Of the 18.06 lakh children in the age group of 6-14 years in the
state, 17.97 lakh (99.50%) have been enrolled in various schools,
Uttarakhand Government officials said here.

"The drop out percentage has come down from 15 per cent as per
2000-2001 census to 0.31 per cent at present," they said. In the last
three years, 613 new schools and 594 upper primary schools have been
set up under Sarva Shiksha Abhiyan (SSA) in the hill state, the
officials said.

The government has been implementing several innovative schemes like
`Sapno ki Udan', `Pahal' and `Muskan' under the Centre's flagship
programme to improve the quality and reach of education in the State.

The salient features of `Sapno ki Udan' include organising `Mobile
Schools' to reach out to the children and their parents, to identify
and mainstream `Out-of-School' children, hosting community and
educational fairs and conducting regular health camps, Radhika Jha,
the State Project Director of SSA, told a visiting team of
journalists.

"The Mobile Schools/Multi Purpose Vehicle are equipped with projector,
computer library, learning material and other necessary tools. These
vehicles are used to provide mobile schooling as well as to extend
awareness and motivational campaigns among the masses," she said.
(more)

"SSA helped our school in a big way.
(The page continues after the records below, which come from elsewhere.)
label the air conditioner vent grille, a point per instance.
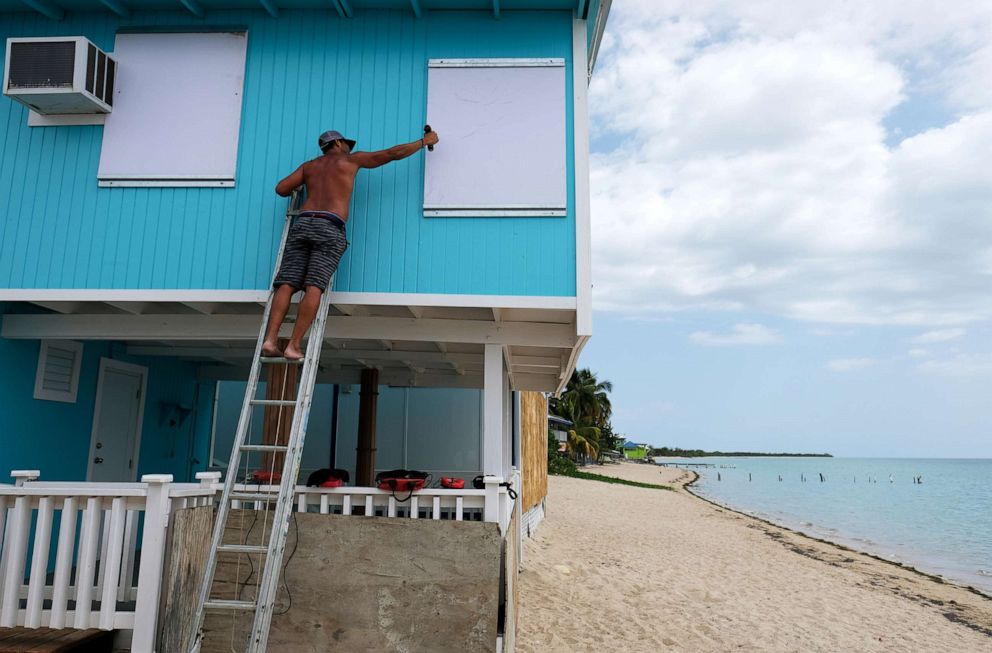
(90, 66)
(42, 64)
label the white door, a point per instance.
(120, 400)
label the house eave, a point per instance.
(414, 340)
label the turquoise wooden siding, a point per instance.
(54, 437)
(307, 71)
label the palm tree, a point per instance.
(586, 400)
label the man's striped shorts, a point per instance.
(316, 242)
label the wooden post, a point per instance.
(368, 399)
(492, 411)
(152, 558)
(280, 383)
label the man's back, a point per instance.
(330, 180)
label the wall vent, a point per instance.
(59, 75)
(57, 378)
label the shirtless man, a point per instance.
(317, 238)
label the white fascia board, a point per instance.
(583, 220)
(573, 360)
(245, 328)
(597, 32)
(261, 296)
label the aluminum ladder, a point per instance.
(263, 495)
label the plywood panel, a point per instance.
(534, 447)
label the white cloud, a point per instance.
(940, 335)
(959, 365)
(850, 364)
(742, 334)
(755, 171)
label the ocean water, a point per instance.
(942, 525)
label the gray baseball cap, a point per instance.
(329, 137)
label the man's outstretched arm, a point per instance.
(395, 153)
(286, 187)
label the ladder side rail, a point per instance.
(244, 422)
(269, 582)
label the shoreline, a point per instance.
(614, 566)
(937, 578)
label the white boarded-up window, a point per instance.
(502, 129)
(177, 110)
(57, 377)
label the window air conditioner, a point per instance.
(59, 75)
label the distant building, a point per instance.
(558, 426)
(634, 451)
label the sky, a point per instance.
(792, 225)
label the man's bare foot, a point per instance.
(293, 353)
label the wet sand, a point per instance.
(622, 568)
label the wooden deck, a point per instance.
(46, 640)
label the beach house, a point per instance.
(140, 141)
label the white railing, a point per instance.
(90, 555)
(99, 546)
(490, 504)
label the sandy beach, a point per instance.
(622, 568)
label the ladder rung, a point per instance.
(264, 447)
(254, 496)
(242, 548)
(219, 604)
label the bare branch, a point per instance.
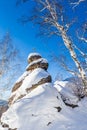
(75, 4)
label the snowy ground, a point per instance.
(38, 111)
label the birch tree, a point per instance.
(49, 15)
(9, 64)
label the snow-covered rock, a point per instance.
(42, 109)
(3, 107)
(34, 76)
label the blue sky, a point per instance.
(25, 38)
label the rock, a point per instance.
(41, 63)
(33, 57)
(35, 75)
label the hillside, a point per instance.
(43, 106)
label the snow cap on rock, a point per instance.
(33, 57)
(35, 75)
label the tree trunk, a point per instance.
(69, 46)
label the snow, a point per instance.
(33, 78)
(37, 111)
(3, 103)
(64, 88)
(42, 60)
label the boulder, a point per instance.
(35, 75)
(3, 107)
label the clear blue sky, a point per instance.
(25, 36)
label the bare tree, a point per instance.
(49, 15)
(9, 63)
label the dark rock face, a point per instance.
(35, 62)
(33, 57)
(42, 81)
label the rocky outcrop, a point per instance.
(35, 75)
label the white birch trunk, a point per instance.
(69, 46)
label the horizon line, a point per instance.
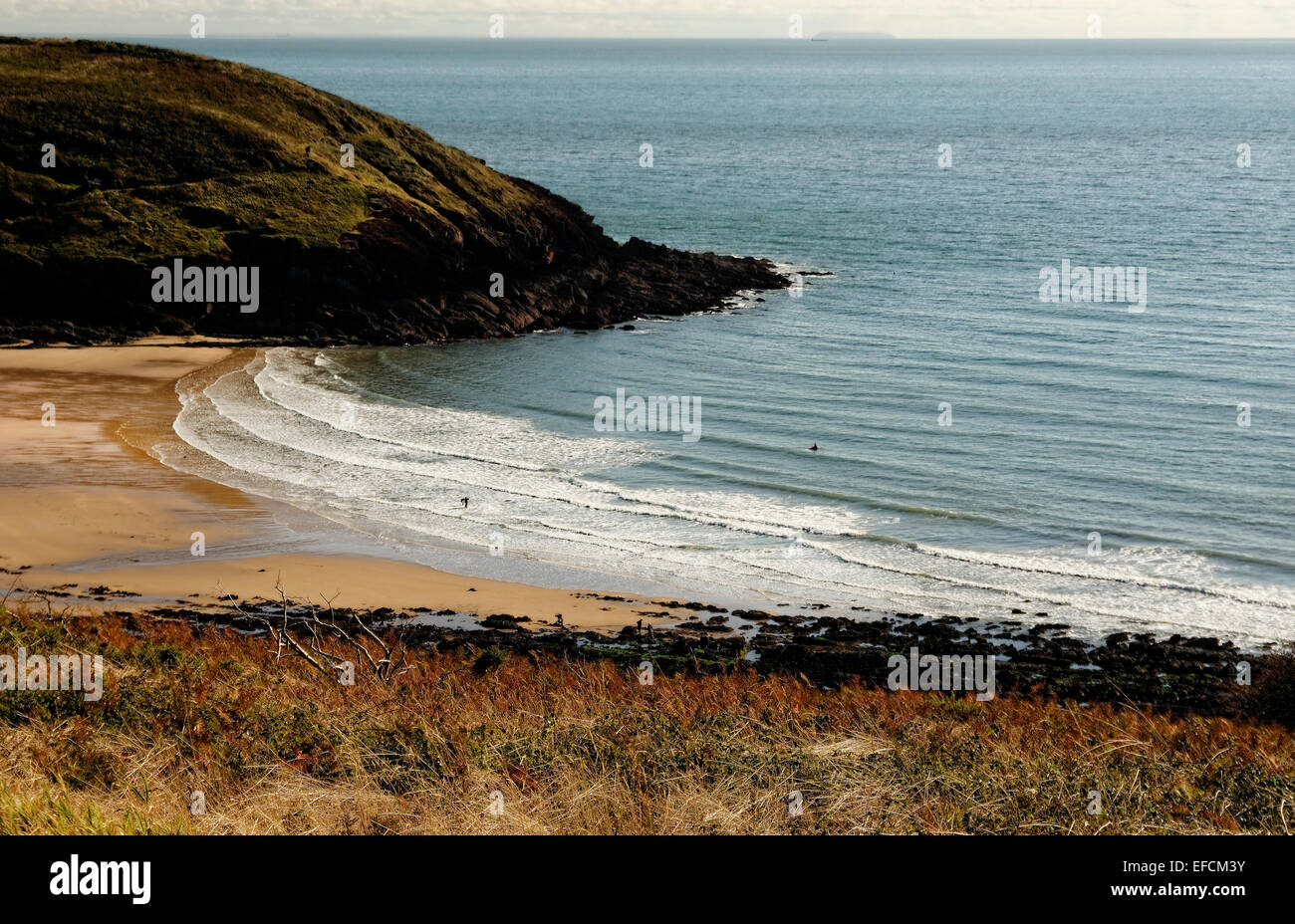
(880, 39)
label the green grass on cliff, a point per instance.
(162, 154)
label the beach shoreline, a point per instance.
(94, 518)
(99, 525)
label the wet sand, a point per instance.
(90, 515)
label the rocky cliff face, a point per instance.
(117, 160)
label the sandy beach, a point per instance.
(91, 517)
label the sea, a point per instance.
(989, 445)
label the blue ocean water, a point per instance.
(1093, 466)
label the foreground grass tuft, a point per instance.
(210, 718)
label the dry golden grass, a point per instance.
(582, 747)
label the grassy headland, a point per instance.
(160, 155)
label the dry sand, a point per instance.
(86, 506)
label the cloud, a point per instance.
(658, 18)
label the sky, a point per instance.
(659, 18)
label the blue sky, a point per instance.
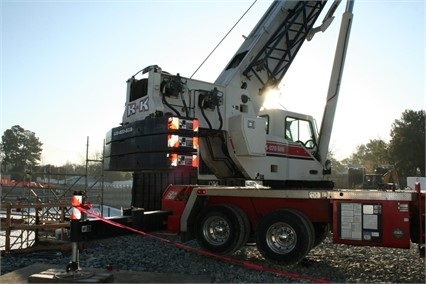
(64, 64)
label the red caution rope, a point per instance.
(206, 253)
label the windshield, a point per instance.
(299, 130)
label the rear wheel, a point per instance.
(222, 229)
(285, 236)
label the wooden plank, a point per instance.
(41, 226)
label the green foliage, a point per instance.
(370, 156)
(407, 144)
(21, 150)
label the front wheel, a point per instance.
(222, 229)
(285, 236)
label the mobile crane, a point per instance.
(277, 162)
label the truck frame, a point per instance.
(261, 173)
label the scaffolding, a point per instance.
(34, 213)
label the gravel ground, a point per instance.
(330, 262)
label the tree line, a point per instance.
(21, 153)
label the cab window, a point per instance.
(299, 130)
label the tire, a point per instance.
(285, 236)
(321, 232)
(222, 229)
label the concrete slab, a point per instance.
(22, 275)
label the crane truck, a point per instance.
(261, 174)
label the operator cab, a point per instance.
(295, 128)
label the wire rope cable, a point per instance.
(214, 49)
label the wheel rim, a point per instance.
(216, 230)
(281, 238)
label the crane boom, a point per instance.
(335, 81)
(267, 53)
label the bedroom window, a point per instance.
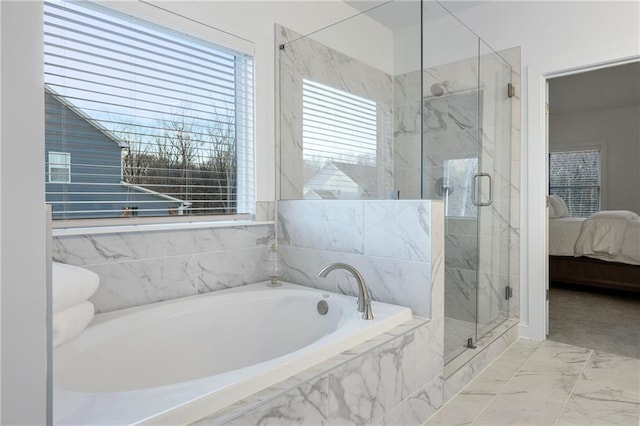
(59, 167)
(575, 176)
(339, 138)
(155, 122)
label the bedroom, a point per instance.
(593, 121)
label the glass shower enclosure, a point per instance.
(404, 101)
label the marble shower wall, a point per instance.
(451, 131)
(389, 242)
(303, 58)
(137, 268)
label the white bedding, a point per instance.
(604, 240)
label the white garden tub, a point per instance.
(174, 362)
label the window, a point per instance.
(339, 138)
(574, 175)
(59, 167)
(154, 122)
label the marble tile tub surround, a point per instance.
(548, 383)
(305, 58)
(390, 242)
(395, 378)
(137, 268)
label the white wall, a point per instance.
(22, 218)
(555, 37)
(619, 130)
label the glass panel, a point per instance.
(495, 161)
(450, 161)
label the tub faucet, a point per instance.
(364, 298)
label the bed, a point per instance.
(601, 251)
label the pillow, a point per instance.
(557, 207)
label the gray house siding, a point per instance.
(95, 189)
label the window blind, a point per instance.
(154, 122)
(575, 177)
(339, 138)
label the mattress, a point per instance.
(564, 232)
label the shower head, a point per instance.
(438, 89)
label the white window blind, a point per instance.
(59, 167)
(155, 122)
(575, 177)
(339, 138)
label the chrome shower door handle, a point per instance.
(475, 189)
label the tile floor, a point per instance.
(549, 383)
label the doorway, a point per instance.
(592, 114)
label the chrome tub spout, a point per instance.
(364, 298)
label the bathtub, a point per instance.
(177, 361)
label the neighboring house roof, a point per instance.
(121, 144)
(65, 102)
(157, 194)
(344, 178)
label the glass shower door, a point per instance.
(452, 107)
(493, 189)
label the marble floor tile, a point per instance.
(607, 392)
(461, 410)
(497, 375)
(549, 384)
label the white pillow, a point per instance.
(557, 207)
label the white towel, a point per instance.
(72, 285)
(71, 322)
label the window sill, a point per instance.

All the children of our school
belong to BPL families. We did not have basic infrastructure earlier.
Now we have chairs, benches and other basic things," Deepa Semwal,
in-charge Head Mistress of the Primary School at a slum in Dehradun,
said.

"Health camps are also conducted at our school. We also tell the
children and their parents about the need to maintain good hygiene at
home," she said.

`Pahal' is an initiative in PPP (public private partnership) mode for
providing school education to `never- enrolled' and drop-out children
in the age-group of 6-14 years belonging to vulnerable sections like
rag-pickers, beggars and scavengers.

The programme has benefited 763 children in Udham Singh Nagar,
Nainital and Haridwar districts, officials said.

`Muskaan' is another successful programme that aims at ensuring
education of children of migrant labourers from states like UP, Bihar,
Jharkhand and Chhattisgarh. The programme, that had won appreciation
from the Centre, was initially implemented in Nainital under SSA.

http://news.outlookindia.com/item.aspx?678523

A certificate mentioning the ability of the student is given when the
parents migrate to another place so that the student can be admitted
to a school there.

As many as 3,191 children, studying at 39 centres in Nainital, Udham
Singh Nagar, Haridwar and Dehradun, are benefiting from the `Muskan'
programme, the officials said.

The schools in Uttarakhand have school management committees and the
members of these panels meet the parents, generally underprivileged
sections of the society, and convince them to send their children to
the school.

"The parents of the children are extremely poor. They are involved in
things like rag-picking. We tell them to send the children to school.
We follow up with the parents to see that their children attend
classes regularly," Brij Mohan Sharma, president of the management
committee of a primary school at Ajabpur in the state capital said.

As many as 17,783 women belonging to BPL families have been appointed
as `Bhojan Mata' (women who prepare food) under the mid-day meal
scheme.

The scheme, under which free lunch is provided to students on all
working days, was also instrumental in increasing the enrolment in the
primary schools, the officials added.